Most gardeners welcome bees to the landscape, as many bee-pollinated ornamental and agricultural plants would fail to survive without the assistance of helpful bees. Bees are unwelcome visitors, however, for people who have allergies, as bee stings can have serious life-threatening consequences. Although it's impossible to keep your garden completely free of bees, certain plants are pollinated by other means and will discourage bees from visiting your yard.
Feverfew (Tanacetum parthenium) is a necessity for any bee-repellent garden. Although feverfew, related to the chrysanthemum, is an attractive and virtually maintenance-free plant, the taste and smell are so bitter that bees will avoid the entire area. To repel bees, plant fevervew at strategic spots in your garden or in containers on your patio or near your front door. Feverfew grows in full sunlight and any well-drained soil.

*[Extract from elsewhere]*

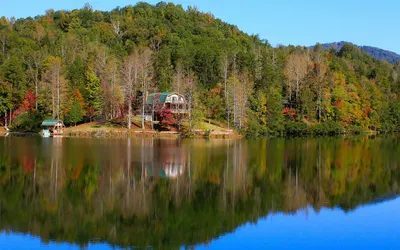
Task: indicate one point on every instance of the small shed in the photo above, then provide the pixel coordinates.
(56, 127)
(171, 100)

In most climates, the plant will reseed from year to year.
Magnolia (Magnolia grandiflora) blooms without benefit of bees, as the old southern favorite is pollinated solely by beetles and other crawling insects. A versatile shrub, magnolia is available in a range of colors including pink, yellow, green, purple and white. Magnolias do best in full or partial sunlight and moist, well-drained soil. Most magnolias are hardy to USDA Zone 8.
Trumpet honeysuckle (Lonicera sempervirens) is a good choice for a bee-free garden, as the plant's spring-blooming, trumpet-shaped red blooms are pollinated by birds. Plant trumpet honeysuckle in a sunny location where the vines can be supported by a fence, trellis or wall. Trumpet honeysuckle is hardy to USDA Zones 6 to 8.
In spite of its evergreen foliage and charming blooms that add color to the landscape in late summer and early autumn, Japanese anemone has a tough constitution and will thrive in poor soil conditions and neglect. Japanese anemone, unattractive to bees, prefers well-drained, moist soil, either sunlight or partial shade and is hardy in USDA Zones 4 through 8.